British tradition of tea and biscuits dying out as samosa takes over

LONDON: Britain has been a nation of tea-lovers since the days of the British Empire, which thrived because of tea, among other things, but that British tradition of dunking a custard cream, Rich Tea or bourbon biscuit into a cuppa is now running out of steam as a new survey shows that young people in the UK prefer munching on snacks such as a samosa with their tea.
This has sparked fears that biscuit sales in the UK will be at risk unless young people take up the traditional habit. Market research firm Mintel has found that 16-to-24-year-olds are half as likely to enjoy a sweet biscuit with their tea as those over 55. It said Gen Z had been exposed at a young age to exotic cuisines on TikTok.
A survey of 1,000 UK employed tea drinkers — by the UK Tea and Infusions Association (UKTIA) — featured in the latest edition of Brew found that sweet biscuits are now the go-to snack for just four in 10 UK tea drinkers. Instead one in five have a piece of fruit, while granola bars and samosas are popular among the 18-to-29-year-old tea drinkers. No one over 65 said they had a samosa with their tea.

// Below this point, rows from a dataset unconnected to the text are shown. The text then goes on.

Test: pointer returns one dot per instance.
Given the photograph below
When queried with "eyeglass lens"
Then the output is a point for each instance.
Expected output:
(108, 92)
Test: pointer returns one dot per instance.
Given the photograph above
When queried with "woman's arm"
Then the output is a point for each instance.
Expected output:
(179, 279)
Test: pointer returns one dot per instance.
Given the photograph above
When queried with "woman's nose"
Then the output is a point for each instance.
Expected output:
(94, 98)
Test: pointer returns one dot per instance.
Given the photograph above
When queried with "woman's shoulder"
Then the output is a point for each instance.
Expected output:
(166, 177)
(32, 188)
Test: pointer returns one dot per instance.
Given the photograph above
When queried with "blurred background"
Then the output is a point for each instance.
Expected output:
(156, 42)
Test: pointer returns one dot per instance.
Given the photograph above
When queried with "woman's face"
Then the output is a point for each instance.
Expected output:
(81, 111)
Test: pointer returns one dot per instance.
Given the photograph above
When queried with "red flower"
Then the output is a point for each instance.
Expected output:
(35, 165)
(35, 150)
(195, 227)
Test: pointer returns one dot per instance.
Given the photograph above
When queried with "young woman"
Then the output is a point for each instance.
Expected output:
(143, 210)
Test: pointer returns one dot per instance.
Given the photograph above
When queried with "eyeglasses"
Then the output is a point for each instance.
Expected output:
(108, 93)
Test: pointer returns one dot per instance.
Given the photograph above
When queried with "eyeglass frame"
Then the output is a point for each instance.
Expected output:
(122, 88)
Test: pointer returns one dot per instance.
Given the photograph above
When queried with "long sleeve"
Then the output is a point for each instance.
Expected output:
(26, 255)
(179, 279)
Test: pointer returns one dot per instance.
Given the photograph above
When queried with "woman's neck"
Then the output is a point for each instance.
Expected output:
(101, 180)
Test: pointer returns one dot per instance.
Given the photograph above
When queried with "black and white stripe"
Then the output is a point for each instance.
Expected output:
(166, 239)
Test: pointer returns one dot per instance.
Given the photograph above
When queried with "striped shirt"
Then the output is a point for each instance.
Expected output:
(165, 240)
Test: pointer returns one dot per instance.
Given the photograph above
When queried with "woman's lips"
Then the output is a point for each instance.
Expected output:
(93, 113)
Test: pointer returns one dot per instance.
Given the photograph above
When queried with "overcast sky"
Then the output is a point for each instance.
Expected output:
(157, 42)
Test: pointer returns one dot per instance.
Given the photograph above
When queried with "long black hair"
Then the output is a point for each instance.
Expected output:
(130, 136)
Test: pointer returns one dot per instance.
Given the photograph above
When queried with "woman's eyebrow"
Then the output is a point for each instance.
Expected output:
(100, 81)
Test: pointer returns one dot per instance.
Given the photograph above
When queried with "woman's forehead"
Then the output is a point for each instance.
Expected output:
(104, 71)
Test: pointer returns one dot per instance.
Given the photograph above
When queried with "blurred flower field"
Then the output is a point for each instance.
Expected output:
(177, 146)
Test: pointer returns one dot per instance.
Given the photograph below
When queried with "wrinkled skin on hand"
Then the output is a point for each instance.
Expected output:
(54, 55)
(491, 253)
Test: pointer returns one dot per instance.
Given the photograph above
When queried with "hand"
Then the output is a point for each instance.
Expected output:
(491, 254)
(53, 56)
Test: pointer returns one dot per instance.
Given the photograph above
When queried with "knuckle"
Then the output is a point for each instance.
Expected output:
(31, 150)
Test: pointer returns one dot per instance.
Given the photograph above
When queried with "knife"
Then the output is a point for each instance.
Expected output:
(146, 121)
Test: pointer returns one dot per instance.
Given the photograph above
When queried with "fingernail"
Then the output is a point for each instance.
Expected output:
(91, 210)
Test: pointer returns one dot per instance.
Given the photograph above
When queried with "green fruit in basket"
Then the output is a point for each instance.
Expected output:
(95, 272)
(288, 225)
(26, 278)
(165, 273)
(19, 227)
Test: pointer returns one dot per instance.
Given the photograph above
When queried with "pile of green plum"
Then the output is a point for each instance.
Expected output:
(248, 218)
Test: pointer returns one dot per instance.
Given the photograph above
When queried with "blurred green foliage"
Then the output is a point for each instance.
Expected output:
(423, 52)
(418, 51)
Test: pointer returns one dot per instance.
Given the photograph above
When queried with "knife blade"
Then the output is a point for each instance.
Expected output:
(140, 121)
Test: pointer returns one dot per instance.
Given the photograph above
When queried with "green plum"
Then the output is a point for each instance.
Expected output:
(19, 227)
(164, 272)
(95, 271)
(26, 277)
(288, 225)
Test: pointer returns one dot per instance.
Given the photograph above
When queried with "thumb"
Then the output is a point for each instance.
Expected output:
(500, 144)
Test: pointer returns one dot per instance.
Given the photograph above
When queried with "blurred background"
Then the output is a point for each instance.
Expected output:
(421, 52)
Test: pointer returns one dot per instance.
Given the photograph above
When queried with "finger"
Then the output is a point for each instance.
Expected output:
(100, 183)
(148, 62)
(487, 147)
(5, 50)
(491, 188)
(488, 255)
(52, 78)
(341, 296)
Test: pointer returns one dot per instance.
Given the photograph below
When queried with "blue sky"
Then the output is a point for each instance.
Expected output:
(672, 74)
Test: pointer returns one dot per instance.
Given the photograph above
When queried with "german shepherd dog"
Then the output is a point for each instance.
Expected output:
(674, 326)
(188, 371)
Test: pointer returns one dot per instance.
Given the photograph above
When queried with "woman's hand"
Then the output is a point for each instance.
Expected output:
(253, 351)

Dr Sharon Hall, chief executive of the UKTIA, told the Daily Telegraph: “I think granola bars are probably also quite filling so maybe people are having that as a snack with their tea to fill them up. “They may be looking for something a little bit more substantial. The same would apply to a samosa.” Dr Hall surmised that young British people now preferred “nutty or spicy flavours” which brought back memories of backpacking round the world in their gap years.